Member of the Wyoming House of Representatives
- In office 1980–1992

Personal details
- Born: January 19, 1943 (age 83) Fort Washakie, Wyoming, US
- Party: Republican
- Spouse: Sheri
- Children: 3
- Profession: counselor

= Scott Ratliff =

American politician

Scott J. Ratliff (born January 19, 1943) is an American politician in the state of Wyoming. An Eastern Shoshone, he is the first Native American to be elected to the Wyoming State Legislature and served as a Democrat for Fremont County, Wyoming from 1980 to 1992.

Ratliff was born in Fort Washakie, Wyoming in 1943, and attended Pavillion High School near his family's horse ranch north of Pavillion, Wyoming. He earned degrees at Arapahoe Community College, Black Hills State College (1971) and the University of Wyoming (1973). Holding a master's degree in guidance and counseling, he worked at Eastern Wyoming College and Central Wyoming College. He also served in the Vietnam War and was wounded in action.

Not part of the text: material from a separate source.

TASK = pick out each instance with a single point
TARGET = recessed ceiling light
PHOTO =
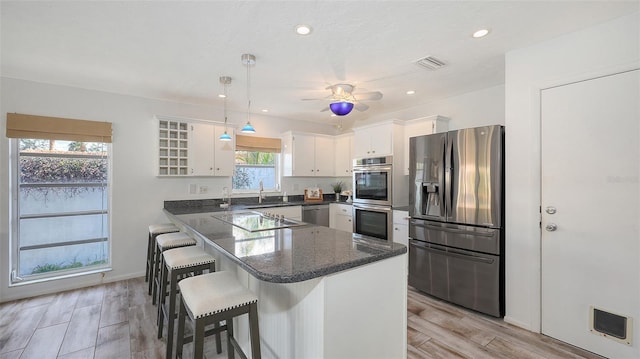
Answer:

After serving as state representative, Ratliff was a member of the Wyoming State Council on Juvenile Justice, Wyoming Cowboy Hall of Fame Board, Shoshone Economic Board, Wyoming State Board of Tribal Economics, and National Advisory Council on Indian Education. He received a human rights award from the Wyoming Counseling Association in 1990. Ratliff is married to Sheri and has three daughters. Ratliff served on Mike Enzi's staff for issues about the Wind River Indian Reservation.